Comprehensive Summary
In this study, researchers used unsupervised phenotypic clustering to identify two distinct clusters of 319 ICM (ischemic cardiomyopathy) patients. Cardiomagnetic resonance (CMR)-derived data, such as left-ventricular (LV) volume and scarring, was implemented into the KAMILA clustering algorithm to identify two distinct phenotypes: patients with better cardiac function (Cluster 1), and patients with more advanced stages of disease (Cluster 2). These clusters varied significantly in variables such as LV ejection fraction, which Cluster 1 was found to have a higher value (43.0 ± 6.3% vs. 28.0 ± 7.3%) and midwall fibrosis, which Cluster 2 was found to have a higher value (6.8% vs. 17.3%, p = 0.007). Additionally, researchers utilized a SHAP summary plot to demonstrate how much influence each variable had on the model’s cluster predictions, with the ischemic scar (% of LV mass) having the heaviest contribution. Researchers followed-up with each patient to assess for any of the five predefined composite outcomes (cardiovascular death, aborted sudden cardiac death, ICD therapy, heart failure hospitalization, and LVAD implantation or heart transplant).

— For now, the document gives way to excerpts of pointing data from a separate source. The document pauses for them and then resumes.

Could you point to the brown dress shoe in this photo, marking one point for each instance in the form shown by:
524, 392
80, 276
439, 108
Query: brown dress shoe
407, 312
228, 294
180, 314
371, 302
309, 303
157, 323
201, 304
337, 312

Notably, patients in Cluster 2 were almost four times as likely to experience one of the composite outcomes than patients in Cluster 1 (HR = 3.96, 95% CI: 2.02–7.76, p < 0.001).
Outcomes and Implications
Despite the use of CMR and established risk models to analyze cardiac function and negative outcome risk, ICM patients are still experiencing variable clinical outcomes. Using unsupervised clustering to identify different ICM phenotypes could help clinicians identify patients with a higher hazard ratio and provide more aggressive treatment and monitoring, while patients with a lower risk can receive less intensive treatment. However, it should be acknowledged that this study was performed on a small sample size, was not externally validated, and was not statistically compared to pre-existing risk models. Once validated with a larger cohort and refined with additional data types, unsupervised clustering can be a helpful tool for clinicians to personalize their patient’s treatment and provide better outcomes.